I have no expertise in GPU System used for AI Learning, but would It be possible to buy a bunch of consumer cards and get the same performance?
Or is this not possible because consumer cards go to 40 ish GB RAM and Models would not fit or „swapping“ like crazy and be slow.
Consumer cards only have PCIe 4.0, at most 24GB VRAM and the only recent model with NVLink, the RTX 3090, can only be connected to exactly one other card. It doesn't scale beyond that. So you are limited to PCIe 4.0 x16 speeds.
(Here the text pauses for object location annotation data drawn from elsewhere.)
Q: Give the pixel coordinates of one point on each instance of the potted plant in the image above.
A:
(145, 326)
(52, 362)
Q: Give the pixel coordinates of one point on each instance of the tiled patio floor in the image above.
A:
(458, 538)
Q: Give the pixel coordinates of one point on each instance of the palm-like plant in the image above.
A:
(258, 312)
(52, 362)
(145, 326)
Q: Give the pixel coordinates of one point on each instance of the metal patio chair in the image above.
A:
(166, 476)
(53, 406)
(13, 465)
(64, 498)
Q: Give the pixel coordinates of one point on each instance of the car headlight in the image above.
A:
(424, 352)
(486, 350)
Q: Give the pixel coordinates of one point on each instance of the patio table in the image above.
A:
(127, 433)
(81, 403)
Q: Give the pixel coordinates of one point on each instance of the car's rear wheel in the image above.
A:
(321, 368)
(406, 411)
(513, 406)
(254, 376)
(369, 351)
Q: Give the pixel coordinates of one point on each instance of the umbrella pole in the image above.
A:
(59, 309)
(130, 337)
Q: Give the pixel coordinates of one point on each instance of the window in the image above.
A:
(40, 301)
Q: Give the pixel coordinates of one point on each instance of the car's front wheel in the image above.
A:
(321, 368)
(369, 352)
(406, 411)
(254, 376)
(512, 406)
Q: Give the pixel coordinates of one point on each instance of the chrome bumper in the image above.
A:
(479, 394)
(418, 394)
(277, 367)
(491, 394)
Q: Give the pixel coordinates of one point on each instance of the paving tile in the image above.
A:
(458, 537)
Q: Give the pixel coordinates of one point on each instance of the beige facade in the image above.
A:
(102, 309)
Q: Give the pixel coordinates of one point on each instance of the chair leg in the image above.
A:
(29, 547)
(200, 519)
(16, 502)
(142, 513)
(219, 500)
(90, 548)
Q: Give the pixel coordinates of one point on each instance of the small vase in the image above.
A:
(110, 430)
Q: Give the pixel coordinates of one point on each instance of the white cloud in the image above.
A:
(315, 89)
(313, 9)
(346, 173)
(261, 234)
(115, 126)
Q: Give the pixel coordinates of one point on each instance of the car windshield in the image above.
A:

The NVLink interconnect on all the GPUs is a huge part of it, and cannot come even remotely close to that bandwidth with consumer goods. Then the density of RAM to compute and power is huge. A single 4090 is 450 watts, for 24GB where this is 20x the memory for the same watts. 2.3Mw or so. If you say $0.14 / kwh, thats something like $325 / hour in power costs to run. Not counting additional cooling you are definitely going to need. And I am sure there is inefficiency this doesn't cover but 240v 10,000+ Amps for that?
It’s in interest of Nvidia, to try to make sure they do not end up in a situation where they have a small group of very big customer that buy a large slice of their production. For Nvidia a market of the same size, with many small to medium customer is a lot better as those customers will have a lot less power to force Nvidia to do something that isn't in it's interest or it does not want.
I expect to see moves from Nvidia to help smaller players, open source or semi open models to not be crushed by the big players. Not because they are nice, but because it is in their best interest.
When we first got our induction cooktop I was so excited about how ridiculously fast we could boil water. Which is definitely an odd thing to get excited about. It definitely isn't that powerful though. That's a lot of power.
For a single Grace+Hopper node? I'd bet it fits in that budget, the Grace Hopper datasheet says the combo has a CPU + GPU + memory TDP of 450W - 1000W programmable, and that leaves more than half of the room for the rest of the node's power budget. For the DGX GH200? It's 18,432 CPU cores with 256 GPUs across 16 full racks of servers :p.